Nova Scotia Teachers Union (NSTU) President Paul Wozney says the past few months have been a lot of behind the scenes work.
“There’s a bunch of different balls in the air that people are having to juggle,” he says.
At this point, public schools only have one week of active instruction left, with June 5 being the last day. This means NSTU leaders and teachers across the province are now shifting their attention to the upcoming school year.
“Work is due to get started here in earnest in the next little while now that most of the details for this school year have been settled and people work towards the end,” he tells NEWS 95.7’s The Todd Veinotte Show.
Wozney says that the last day for students to hand in assignments is the following Friday, June 12. But many teachers are working with students though to allow them to pass in work even after that date.
“In exceptional circumstances where we need to be more understand and flexible on guidelines,” he explains. “Teachers and principals have the ability to exercise their professional judgment there.”
Schools are also working with students to complete what Wozney calls “Operation Collect Your Stuff.” Most teachers are coordinating pickup on a by-appointment basis.
“The province has recommended that those appointments come after active instruction is over so that students and teachers are not consumed with trying to pack things in the bags, they can actually focus on learning and teaching,” says Wozney.
The NSTU president says there has been no shortage of feedback about e-learning and remote learning, and it has been hugely varied.
“There are some parents that are thrilled and some parents that are livid,” Wozney says.
But Wozney says that disparity existed long before COVID-19 hit, and that the pandemic has amplified the inequalities that exist between teachers.
“Not just students, but 30 per cent of Nova Scotians don’t have internet access, and that applies to teachers too,” he says.
Wozney says that all teachers want to provide the best for their students, but some are adapting to teach in vastly different ways than others.
“Some of it includes very personal circumstances of teachers right now. These really were never an issue when you’re teaching in a brick and mortar setting,” he adds. “Unfortunately in some cases, there are teachers that are not able to provide the same as some of their colleagues because of things that are completely beyond their control.”

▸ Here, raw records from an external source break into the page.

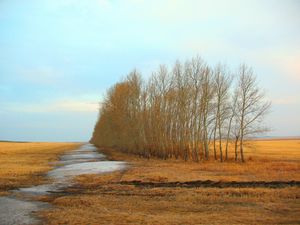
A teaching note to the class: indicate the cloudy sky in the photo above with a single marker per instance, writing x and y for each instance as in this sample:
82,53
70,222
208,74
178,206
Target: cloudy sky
57,58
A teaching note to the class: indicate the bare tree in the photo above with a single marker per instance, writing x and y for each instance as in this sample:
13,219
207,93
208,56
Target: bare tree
251,106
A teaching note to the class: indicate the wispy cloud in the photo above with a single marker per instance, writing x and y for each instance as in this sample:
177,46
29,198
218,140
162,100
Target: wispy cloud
62,105
40,75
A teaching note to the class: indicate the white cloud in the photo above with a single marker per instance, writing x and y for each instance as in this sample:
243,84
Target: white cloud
40,75
62,105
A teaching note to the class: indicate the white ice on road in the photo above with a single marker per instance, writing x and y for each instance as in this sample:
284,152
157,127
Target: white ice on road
85,160
85,168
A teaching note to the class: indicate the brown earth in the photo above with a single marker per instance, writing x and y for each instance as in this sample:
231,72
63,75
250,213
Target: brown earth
172,192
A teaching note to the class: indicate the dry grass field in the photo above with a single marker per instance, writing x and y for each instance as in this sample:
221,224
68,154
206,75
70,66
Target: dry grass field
24,164
105,199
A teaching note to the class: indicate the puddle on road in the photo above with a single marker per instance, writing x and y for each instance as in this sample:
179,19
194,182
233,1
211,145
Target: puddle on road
85,160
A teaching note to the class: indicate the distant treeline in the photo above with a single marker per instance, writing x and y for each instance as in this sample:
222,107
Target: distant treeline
191,111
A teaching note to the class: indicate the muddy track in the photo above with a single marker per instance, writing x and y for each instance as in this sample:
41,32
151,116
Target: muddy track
214,184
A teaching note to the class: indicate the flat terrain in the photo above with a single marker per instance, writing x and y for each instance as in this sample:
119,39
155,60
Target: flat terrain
125,198
24,164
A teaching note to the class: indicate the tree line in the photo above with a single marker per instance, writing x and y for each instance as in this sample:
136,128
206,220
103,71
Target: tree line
190,111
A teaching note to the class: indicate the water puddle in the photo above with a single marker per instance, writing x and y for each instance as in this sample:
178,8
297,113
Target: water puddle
19,209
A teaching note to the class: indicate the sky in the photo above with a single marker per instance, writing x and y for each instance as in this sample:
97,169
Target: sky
57,58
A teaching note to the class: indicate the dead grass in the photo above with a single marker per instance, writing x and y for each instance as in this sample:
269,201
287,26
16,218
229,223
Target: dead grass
23,164
101,199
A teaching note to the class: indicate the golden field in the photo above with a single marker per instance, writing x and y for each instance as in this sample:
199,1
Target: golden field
24,164
106,199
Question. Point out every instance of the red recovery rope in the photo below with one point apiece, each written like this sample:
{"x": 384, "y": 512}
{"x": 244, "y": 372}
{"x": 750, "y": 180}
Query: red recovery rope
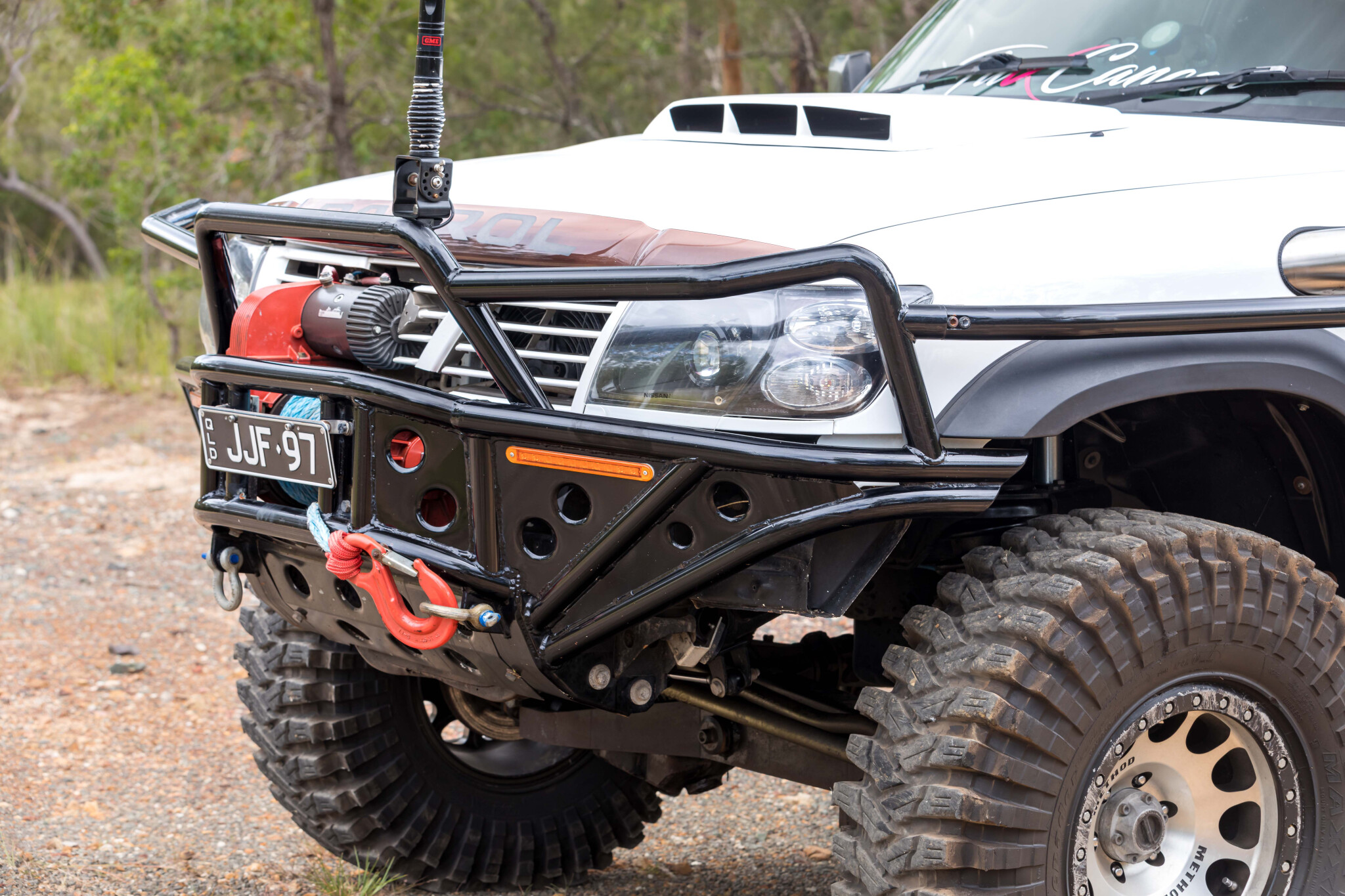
{"x": 345, "y": 561}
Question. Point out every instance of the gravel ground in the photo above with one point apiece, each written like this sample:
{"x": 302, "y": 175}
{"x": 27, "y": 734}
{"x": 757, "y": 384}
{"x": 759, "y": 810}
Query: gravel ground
{"x": 143, "y": 782}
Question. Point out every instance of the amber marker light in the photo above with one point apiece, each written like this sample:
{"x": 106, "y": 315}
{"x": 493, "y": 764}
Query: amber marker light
{"x": 580, "y": 464}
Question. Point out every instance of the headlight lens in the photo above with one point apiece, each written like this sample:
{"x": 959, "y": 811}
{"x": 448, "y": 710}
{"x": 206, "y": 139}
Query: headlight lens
{"x": 807, "y": 383}
{"x": 805, "y": 351}
{"x": 245, "y": 255}
{"x": 839, "y": 328}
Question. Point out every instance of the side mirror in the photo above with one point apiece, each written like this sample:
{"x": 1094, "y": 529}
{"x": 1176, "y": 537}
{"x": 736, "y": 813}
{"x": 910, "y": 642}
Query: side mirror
{"x": 848, "y": 70}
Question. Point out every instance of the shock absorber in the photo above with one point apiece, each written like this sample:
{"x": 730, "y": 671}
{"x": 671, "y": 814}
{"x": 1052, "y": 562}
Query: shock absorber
{"x": 422, "y": 179}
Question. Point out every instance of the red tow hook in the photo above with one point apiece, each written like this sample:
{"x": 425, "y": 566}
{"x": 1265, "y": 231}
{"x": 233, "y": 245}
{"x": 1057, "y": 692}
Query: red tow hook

Looking towards September, the NSTU says they have to adhere to the directives that come from Public Health. But they are hoping to see a plan sooner, rather than later.
As much advance notice as possible is beneficial to all Nova Scotians. This is not a system you can turn on a dime,” says Wozney. “So, our ask has been let’s get to work, let’s try to have an initial framework out hopefully by the end of school or early summer.”
But if schools do return to in-person learning, Wozney says the province has to be cautious, as places like Quebec and South Korea have seen outbreaks in schoolchildren.
"What happens if, after doing our very best and respecting all those things we still end up in a really bad spot with COVID rearing its ugly head, how do we close schools down again and how do we transition to remote learning once again?" he says.
“Nobody wants to be teaching from home and students don’t want to be learning from home, but really we have to have a model that’s responsive to a downturn in COVID transmission if it occurs. It’s something we really can’t turn a blind eye to.”